Five statues representing the children victims of the Holocaust were vandalized in 2021. Now, they are back on display at Tulsa's Sherwin Miller Museum of Jewish Art.

TULSA, Okla. − Five statues representing the children victims of the Holocaust were vandalized in 2021.

Now, they are back on display at Tulsa's Sherwin Miller Museum of Jewish Art.

"It's been a process, and we're just so happy that they're now back in the rightful place at Liberators Park," said Director Tracey Herst-Woods.

It took the artist two years to make repairs.

"We found them the next day," said Herst-Woods. "The statues were on the ground, they were bent at the legs down. A couple of them were moved off the pad together."

Herst-Woods hopes the statues are more difficult to knock down.

"She reinforced the legs, but two of them, three of them had to be rebuild from the bottom up," she said. Two boys were responsible for the vandalism, but Herst-Woods says it wasn't an anti-Semitic move.

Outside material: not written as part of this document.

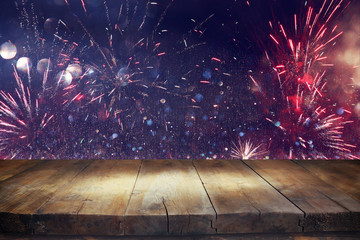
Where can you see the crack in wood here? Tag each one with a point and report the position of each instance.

"We wanted them to be impacted on the gravity of what they did, so when the judge sentenced them to do community service, we offered them to do it on our campus, and they did," said Herst-Woods.

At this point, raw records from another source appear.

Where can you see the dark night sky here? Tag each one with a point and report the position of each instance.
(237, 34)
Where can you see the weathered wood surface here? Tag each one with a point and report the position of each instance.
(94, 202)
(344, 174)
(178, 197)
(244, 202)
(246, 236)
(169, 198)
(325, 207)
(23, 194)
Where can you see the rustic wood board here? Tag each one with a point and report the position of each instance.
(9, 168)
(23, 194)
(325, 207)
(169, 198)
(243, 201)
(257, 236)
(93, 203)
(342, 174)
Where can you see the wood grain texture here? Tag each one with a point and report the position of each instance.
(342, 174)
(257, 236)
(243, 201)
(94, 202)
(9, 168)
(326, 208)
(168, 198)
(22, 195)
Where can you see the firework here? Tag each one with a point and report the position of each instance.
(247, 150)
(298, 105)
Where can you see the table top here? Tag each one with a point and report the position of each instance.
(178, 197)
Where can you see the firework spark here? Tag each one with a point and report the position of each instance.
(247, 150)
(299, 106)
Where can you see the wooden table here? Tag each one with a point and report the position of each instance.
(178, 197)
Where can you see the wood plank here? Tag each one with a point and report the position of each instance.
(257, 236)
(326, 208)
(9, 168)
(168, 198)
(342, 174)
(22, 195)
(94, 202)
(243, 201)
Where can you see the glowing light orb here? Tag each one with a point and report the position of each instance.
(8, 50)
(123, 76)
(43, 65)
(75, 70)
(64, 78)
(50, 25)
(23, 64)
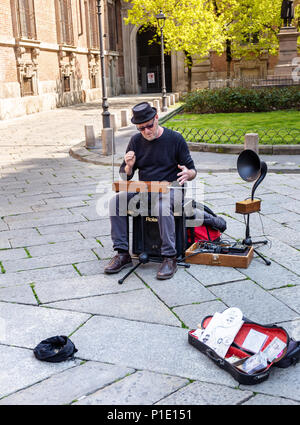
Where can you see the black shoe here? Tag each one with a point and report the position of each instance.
(117, 263)
(167, 269)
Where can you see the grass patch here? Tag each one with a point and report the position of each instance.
(239, 120)
(277, 127)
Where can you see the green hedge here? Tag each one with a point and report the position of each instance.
(242, 99)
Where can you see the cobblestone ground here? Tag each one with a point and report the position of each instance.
(131, 338)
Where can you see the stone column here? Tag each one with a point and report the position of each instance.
(287, 51)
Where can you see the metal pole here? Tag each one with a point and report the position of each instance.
(163, 76)
(105, 111)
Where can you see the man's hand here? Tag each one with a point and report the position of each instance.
(185, 174)
(129, 159)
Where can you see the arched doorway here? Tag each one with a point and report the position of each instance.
(149, 64)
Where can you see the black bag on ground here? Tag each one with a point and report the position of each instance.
(55, 349)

The exhibit is more than just art. The stones inside each statue represent specific children.

"Each of these statues is filled with the names of the children who died during the Holocaust," said Sofia Thornblad, Director of Collections and Exhibitions at the museum.

"They are a way for young people to directly connect with the Holocaust by remembering a specific individual who perished," said Thornblad.

The museum plans to eventually have 15 statues representing the 1.5 million children killed.